The settlement will reportedly involve a wide slate of regulators, including the Department of Justice, the SEC, the NASD and the NYSE, as well as state officials in New York, New Jersey and Massachusetts. The paper stated that a Prudential spokesperson declined to comment on the matter.
However, there has been much speculation that sources inside Eliot Spitzer's office have routinely tipped off the paper to settlements before providing information to other reporters and before making the settlements public.
The Prudential case will involve the settlement of allegations that it allowed brokers to make market-timing trades in mutual funds through its securities arm. The firm would be the first major broker-dealer, or wirehouse, to settle allegations that its brokers timed third-party funds.
It has reportedly agreed to pay some $600 million in fines and restitution to avoid criminal prosecution in the matter.

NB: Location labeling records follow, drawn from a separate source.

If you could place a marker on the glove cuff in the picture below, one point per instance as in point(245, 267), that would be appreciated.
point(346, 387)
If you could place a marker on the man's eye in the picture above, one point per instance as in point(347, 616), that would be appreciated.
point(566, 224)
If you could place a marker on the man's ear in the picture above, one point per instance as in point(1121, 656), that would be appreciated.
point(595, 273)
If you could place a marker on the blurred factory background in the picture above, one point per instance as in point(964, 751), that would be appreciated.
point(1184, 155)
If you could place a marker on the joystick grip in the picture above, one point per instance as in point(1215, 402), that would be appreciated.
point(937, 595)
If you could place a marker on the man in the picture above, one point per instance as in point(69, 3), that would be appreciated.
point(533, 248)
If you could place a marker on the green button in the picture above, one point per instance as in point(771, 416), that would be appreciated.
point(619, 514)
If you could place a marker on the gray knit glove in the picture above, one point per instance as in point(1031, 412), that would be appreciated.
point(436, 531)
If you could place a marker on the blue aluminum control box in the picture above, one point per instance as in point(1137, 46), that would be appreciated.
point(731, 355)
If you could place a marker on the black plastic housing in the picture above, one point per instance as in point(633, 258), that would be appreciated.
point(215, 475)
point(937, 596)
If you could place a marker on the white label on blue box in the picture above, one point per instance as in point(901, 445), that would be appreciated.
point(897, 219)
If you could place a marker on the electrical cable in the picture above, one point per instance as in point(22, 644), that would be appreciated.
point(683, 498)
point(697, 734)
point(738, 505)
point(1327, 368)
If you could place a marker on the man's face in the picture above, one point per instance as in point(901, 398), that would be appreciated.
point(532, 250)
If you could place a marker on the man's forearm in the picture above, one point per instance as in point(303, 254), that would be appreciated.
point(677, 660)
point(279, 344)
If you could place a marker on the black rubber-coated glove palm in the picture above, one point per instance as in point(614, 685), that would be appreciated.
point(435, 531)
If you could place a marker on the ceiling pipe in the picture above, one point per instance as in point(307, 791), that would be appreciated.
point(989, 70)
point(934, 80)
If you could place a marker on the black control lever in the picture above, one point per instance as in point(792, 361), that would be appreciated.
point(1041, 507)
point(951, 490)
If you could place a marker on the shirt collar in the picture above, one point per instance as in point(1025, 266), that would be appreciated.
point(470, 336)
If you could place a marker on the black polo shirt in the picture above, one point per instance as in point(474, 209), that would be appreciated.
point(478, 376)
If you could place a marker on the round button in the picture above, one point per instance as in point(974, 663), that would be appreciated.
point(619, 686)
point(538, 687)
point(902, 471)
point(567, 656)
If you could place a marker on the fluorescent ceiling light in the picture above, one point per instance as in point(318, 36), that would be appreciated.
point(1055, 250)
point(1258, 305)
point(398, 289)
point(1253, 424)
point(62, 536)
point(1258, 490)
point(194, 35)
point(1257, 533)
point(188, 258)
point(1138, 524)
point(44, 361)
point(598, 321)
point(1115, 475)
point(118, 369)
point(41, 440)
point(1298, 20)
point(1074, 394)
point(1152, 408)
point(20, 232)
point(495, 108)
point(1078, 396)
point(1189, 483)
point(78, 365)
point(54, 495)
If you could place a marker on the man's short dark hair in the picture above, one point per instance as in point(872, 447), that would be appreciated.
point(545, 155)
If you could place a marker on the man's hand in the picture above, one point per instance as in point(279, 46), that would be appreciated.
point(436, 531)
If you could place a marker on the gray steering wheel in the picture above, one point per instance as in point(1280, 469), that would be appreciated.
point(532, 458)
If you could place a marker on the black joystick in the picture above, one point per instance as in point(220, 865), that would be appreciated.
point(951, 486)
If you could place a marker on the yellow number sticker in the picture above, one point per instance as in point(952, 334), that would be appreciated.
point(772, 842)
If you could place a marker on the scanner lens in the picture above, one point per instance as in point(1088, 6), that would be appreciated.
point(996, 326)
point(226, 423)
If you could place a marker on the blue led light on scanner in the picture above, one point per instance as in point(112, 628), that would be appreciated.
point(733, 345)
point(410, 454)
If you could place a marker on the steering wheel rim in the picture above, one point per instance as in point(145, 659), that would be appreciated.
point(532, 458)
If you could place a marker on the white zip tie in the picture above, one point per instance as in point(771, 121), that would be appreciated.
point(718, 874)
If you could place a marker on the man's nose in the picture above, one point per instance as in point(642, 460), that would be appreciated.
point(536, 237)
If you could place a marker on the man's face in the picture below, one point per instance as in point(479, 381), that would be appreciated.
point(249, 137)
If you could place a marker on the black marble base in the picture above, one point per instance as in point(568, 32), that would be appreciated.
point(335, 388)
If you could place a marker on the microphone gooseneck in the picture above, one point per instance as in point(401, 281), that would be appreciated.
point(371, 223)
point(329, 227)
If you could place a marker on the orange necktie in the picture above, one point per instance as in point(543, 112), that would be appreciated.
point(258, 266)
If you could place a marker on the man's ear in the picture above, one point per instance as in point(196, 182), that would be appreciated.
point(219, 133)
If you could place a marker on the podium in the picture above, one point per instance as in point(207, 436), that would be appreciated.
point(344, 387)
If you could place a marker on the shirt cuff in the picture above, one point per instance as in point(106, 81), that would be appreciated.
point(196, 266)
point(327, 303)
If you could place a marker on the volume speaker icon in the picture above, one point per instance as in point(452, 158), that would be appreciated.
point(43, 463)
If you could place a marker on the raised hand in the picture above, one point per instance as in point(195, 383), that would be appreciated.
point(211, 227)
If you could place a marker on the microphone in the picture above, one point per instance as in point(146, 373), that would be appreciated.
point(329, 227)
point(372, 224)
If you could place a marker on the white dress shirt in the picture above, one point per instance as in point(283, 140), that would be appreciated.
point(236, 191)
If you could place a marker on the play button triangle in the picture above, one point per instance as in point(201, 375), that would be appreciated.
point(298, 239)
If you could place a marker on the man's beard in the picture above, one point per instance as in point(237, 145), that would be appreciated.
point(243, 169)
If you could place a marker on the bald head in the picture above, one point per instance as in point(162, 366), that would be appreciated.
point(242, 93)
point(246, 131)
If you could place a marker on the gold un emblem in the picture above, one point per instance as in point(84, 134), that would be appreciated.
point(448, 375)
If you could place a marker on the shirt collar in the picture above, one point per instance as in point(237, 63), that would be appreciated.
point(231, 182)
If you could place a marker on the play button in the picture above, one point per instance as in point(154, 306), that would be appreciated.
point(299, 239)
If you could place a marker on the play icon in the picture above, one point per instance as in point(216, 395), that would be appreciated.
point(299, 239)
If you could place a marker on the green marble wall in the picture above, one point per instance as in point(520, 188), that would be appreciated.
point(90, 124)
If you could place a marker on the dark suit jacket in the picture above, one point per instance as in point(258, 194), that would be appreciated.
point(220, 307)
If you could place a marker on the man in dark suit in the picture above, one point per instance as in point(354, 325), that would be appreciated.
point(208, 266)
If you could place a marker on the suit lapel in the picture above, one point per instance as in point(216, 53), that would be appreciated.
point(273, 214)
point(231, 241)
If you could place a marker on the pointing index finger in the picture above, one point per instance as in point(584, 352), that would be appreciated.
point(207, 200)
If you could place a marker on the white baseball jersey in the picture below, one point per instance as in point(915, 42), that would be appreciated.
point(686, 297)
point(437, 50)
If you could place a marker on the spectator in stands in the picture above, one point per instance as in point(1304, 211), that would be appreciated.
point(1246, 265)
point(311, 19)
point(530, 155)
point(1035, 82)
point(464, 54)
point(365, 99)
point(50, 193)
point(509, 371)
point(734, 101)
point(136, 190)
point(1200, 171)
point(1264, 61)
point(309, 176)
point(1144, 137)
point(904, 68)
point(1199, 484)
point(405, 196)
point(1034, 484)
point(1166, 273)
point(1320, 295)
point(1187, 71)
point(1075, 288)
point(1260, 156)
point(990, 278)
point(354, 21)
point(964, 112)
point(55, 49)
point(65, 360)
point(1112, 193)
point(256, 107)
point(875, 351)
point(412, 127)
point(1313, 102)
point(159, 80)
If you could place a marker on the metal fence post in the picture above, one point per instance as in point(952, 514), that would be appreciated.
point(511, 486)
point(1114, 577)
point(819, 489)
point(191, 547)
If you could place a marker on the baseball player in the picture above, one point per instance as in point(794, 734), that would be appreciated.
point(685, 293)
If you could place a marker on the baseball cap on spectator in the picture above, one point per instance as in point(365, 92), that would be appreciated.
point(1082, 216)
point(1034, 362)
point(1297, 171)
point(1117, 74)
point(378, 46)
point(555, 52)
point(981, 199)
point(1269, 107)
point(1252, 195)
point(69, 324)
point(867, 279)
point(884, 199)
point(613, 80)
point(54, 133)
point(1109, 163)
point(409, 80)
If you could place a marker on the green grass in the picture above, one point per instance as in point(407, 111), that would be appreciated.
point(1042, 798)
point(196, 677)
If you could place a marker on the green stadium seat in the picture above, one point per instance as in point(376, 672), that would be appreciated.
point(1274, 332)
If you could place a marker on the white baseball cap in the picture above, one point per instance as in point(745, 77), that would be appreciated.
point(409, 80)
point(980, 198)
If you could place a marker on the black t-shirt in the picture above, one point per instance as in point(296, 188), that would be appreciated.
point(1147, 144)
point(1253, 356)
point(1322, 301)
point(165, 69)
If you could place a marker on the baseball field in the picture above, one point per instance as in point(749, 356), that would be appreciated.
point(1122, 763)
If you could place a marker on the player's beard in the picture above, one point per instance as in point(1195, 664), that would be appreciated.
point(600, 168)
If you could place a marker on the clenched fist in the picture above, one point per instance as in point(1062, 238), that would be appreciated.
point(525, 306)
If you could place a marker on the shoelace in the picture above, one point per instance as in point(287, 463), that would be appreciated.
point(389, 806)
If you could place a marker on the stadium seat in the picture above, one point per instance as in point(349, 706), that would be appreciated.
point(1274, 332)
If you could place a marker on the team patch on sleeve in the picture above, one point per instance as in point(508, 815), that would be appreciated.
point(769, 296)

Prudential was tied to the scandals in 2003 when Massachusetts' Secretary of State William Galvin's office filed civil charges against five former Prudential Securities brokers in one of the brokerage firm's Boston office. The branch manager was also charged in the civil matter. That complaint alleged that the brokers allowed their investors to make more than $1.3 billion of market-timing trades in mutual funds from more than 50 fund families.
The reps allegedly altered their clients account information and other identifying information in order to hide the trades from the fund firms even after the fund firms attempted to stop the brokers' trades.